Reynolds say this would be part of his efforts to make the business district safer following a Count On 2 Investigation. On Tuesday night, Charleston City Council discussed several options to combat crime including an earlier last call.
“What they talked about last night is accurate, at closing time on the weekends we have a problem that we need to address and have better outcomes,” says Chief Reynolds.
King Street night-life drawing comparisons from city leaders to Bourbon Street in New Orleans and Myrtle Beach. Chief Reynolds says recent stabbings and shootings have left city leaders searching for ways to improve safety.
“I really do believe that 1:00 a.m. is a time that out city should shut down,” says Chief Reynolds.
Among the options being considered, moving last call up an hour to 1:00 a.m. with the hopes the move encourages late night bar-goers to leave the area sooner.
“We’re working with the business community and having these discussions,” says Chief Reynolds. “The Mayor really wants to have some consensus and at least listen to the businesses.”

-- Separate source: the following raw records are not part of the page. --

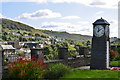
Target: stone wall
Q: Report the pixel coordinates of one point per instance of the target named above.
(74, 63)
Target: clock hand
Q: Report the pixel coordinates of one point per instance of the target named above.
(99, 30)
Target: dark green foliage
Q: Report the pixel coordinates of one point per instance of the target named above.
(12, 25)
(55, 71)
(117, 57)
(37, 35)
(115, 63)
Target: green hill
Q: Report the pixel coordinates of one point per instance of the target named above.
(65, 35)
(10, 26)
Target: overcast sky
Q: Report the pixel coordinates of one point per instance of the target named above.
(73, 16)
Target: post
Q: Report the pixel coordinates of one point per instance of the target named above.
(1, 66)
(37, 54)
(62, 53)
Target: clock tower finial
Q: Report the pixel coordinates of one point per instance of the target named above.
(100, 45)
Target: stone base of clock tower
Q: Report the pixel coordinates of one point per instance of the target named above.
(99, 54)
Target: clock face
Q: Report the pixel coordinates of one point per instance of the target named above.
(99, 31)
(107, 30)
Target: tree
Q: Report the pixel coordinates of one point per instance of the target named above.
(37, 35)
(48, 50)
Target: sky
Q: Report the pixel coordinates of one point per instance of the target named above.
(73, 16)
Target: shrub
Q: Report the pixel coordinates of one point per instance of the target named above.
(20, 53)
(25, 69)
(113, 54)
(54, 71)
(117, 57)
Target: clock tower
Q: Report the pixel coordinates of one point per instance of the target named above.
(100, 45)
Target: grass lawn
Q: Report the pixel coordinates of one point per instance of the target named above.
(92, 74)
(115, 63)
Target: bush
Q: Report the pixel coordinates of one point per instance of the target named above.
(25, 69)
(20, 53)
(55, 71)
(117, 57)
(113, 54)
(115, 63)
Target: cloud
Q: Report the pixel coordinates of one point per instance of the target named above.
(1, 16)
(68, 27)
(97, 3)
(40, 14)
(100, 12)
(70, 17)
(92, 3)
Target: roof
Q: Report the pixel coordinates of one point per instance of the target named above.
(101, 21)
(7, 47)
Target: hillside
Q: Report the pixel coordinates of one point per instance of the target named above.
(65, 35)
(21, 29)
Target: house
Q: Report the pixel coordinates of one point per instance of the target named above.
(32, 45)
(8, 53)
(15, 44)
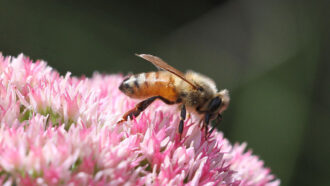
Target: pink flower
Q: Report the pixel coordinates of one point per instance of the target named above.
(61, 130)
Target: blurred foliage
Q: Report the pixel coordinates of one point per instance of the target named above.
(272, 55)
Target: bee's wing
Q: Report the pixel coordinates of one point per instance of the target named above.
(159, 63)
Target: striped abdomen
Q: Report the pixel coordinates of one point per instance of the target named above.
(151, 84)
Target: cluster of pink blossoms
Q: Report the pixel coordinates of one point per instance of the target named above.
(61, 130)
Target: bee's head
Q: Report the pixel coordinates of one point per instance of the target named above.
(219, 102)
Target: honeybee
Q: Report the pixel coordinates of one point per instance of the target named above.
(192, 91)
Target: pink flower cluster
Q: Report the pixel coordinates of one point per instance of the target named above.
(61, 130)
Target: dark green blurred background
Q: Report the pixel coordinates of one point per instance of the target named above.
(273, 55)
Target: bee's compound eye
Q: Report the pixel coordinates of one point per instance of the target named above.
(214, 104)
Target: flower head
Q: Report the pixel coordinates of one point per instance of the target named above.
(60, 130)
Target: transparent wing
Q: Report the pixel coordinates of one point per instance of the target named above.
(159, 63)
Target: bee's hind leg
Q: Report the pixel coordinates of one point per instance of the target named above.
(206, 124)
(140, 107)
(219, 119)
(182, 118)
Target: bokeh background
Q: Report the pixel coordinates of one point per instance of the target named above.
(273, 56)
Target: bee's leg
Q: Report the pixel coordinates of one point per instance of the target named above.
(141, 107)
(219, 119)
(182, 118)
(206, 124)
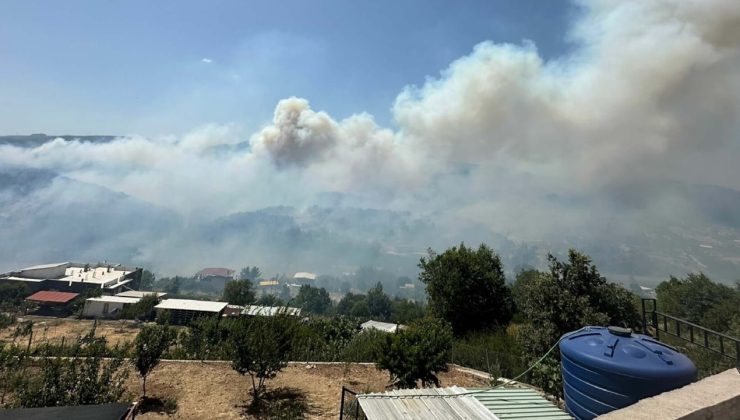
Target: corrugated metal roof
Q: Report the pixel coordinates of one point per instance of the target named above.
(382, 326)
(192, 305)
(422, 404)
(215, 272)
(140, 293)
(114, 299)
(54, 297)
(304, 275)
(254, 310)
(519, 404)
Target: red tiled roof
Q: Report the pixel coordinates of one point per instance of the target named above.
(215, 272)
(54, 297)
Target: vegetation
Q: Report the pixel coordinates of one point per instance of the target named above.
(467, 288)
(83, 378)
(417, 353)
(313, 299)
(149, 345)
(570, 296)
(260, 347)
(239, 292)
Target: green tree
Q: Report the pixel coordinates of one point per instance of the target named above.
(147, 280)
(467, 288)
(700, 300)
(149, 345)
(239, 292)
(404, 311)
(378, 303)
(416, 353)
(348, 301)
(313, 299)
(260, 347)
(570, 296)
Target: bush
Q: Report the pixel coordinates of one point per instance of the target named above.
(417, 353)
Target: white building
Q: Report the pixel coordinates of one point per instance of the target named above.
(107, 306)
(381, 326)
(75, 277)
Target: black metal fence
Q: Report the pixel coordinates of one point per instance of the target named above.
(657, 323)
(349, 407)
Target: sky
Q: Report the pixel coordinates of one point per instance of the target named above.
(604, 122)
(157, 68)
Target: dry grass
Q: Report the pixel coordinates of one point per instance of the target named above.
(53, 330)
(215, 391)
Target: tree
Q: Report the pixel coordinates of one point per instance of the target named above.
(260, 347)
(570, 296)
(417, 353)
(378, 303)
(313, 299)
(345, 305)
(700, 300)
(250, 273)
(149, 345)
(404, 311)
(467, 288)
(239, 292)
(147, 280)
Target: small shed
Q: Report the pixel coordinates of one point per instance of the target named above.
(184, 311)
(380, 326)
(53, 303)
(107, 306)
(256, 310)
(430, 403)
(141, 293)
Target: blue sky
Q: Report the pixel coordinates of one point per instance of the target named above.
(165, 67)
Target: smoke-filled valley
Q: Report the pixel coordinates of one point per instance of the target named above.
(626, 147)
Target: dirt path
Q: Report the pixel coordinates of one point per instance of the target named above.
(215, 391)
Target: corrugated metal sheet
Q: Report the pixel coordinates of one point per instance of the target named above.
(52, 297)
(256, 310)
(382, 326)
(423, 404)
(192, 305)
(519, 404)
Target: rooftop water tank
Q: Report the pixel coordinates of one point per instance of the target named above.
(605, 369)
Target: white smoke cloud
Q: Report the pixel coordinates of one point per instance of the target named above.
(649, 93)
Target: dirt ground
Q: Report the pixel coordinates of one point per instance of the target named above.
(54, 329)
(215, 391)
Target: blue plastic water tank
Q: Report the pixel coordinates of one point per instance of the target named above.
(605, 369)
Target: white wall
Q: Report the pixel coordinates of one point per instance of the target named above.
(98, 309)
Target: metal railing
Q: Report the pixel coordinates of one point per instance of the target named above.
(676, 327)
(349, 407)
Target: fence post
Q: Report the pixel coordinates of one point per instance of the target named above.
(341, 405)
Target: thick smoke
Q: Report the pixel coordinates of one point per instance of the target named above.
(531, 149)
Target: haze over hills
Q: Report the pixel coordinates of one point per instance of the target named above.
(622, 143)
(626, 228)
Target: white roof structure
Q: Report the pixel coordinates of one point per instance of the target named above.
(381, 326)
(192, 305)
(430, 403)
(42, 266)
(255, 310)
(114, 299)
(140, 293)
(304, 275)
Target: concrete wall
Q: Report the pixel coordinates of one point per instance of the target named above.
(97, 309)
(714, 397)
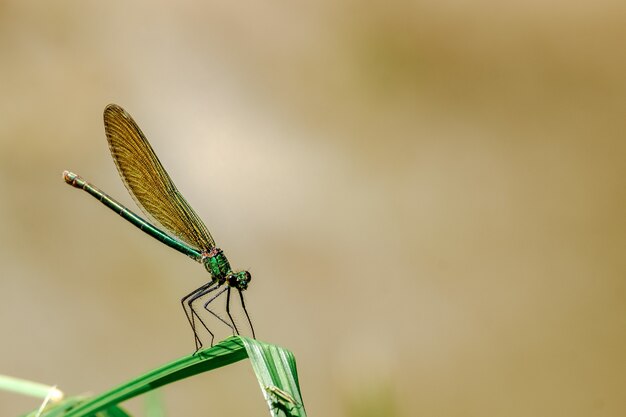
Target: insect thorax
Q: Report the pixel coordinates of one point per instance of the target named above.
(216, 263)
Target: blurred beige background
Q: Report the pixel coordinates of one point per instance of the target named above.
(430, 197)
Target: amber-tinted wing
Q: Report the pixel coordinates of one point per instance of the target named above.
(148, 183)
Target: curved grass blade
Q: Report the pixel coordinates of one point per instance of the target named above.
(148, 182)
(61, 408)
(274, 367)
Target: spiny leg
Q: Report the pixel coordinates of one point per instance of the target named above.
(190, 319)
(200, 294)
(228, 310)
(243, 304)
(195, 297)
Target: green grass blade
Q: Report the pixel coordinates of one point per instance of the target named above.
(275, 368)
(32, 389)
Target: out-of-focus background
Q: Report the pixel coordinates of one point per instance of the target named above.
(431, 198)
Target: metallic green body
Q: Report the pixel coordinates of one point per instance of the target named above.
(78, 182)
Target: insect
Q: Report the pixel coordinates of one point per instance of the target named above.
(281, 399)
(157, 196)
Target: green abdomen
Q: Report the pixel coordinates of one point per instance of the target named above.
(216, 263)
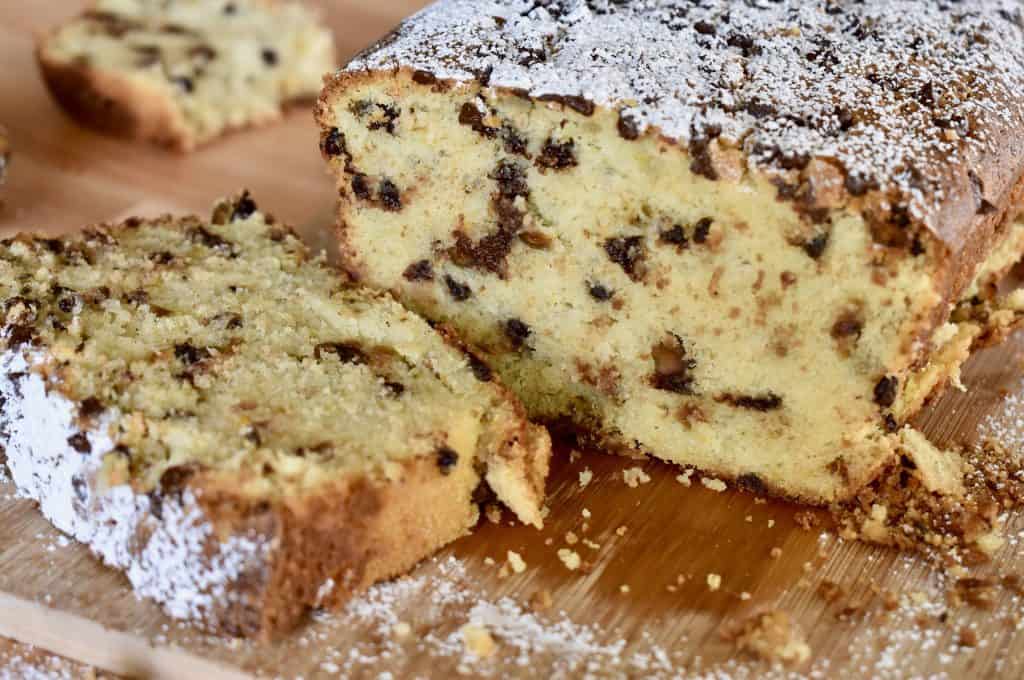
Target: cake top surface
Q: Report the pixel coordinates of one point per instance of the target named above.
(921, 99)
(223, 346)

Safety is high on the minds of more than just the city’s top law enforcer. Business owners like El Jefe Co-owner Roy Neal say the recent crime draws attention to the need.
“All of the businesses up and down King Street want the sidewalks safe and clear whether it’s 10:00 p.m. at night or 2:00 a.m. at night when your staff is leaving or when your patrons from your bar or restaurant are leaving.” says Neal.
Neal says he doesn’t necessarily agree with restricting bars and restaurants and moving up last call.
“Most responsible businesses out there are pretty much shutting down, they’re in that shut down mode by 1:30 a.m.,” says Neal. “I don’t think the city needs to enact a new ordinance to shut down and limit businesses any further.”
City and business leaders sharing a similar goal with different ways to achieve it, left searching for answers.
“The goal is that it will be a net-net positive and that it will make our city better and make our experience even better than it already is,” says Chief Reynolds.
City Council chose to not vote on a possible change to the current last call of 2:00 a.m. delaying those conversations until at least June’s council meeting allowing more discussion on best possible solutions. City leaders are expected to meet with some of the businesses along King Street sometime this week.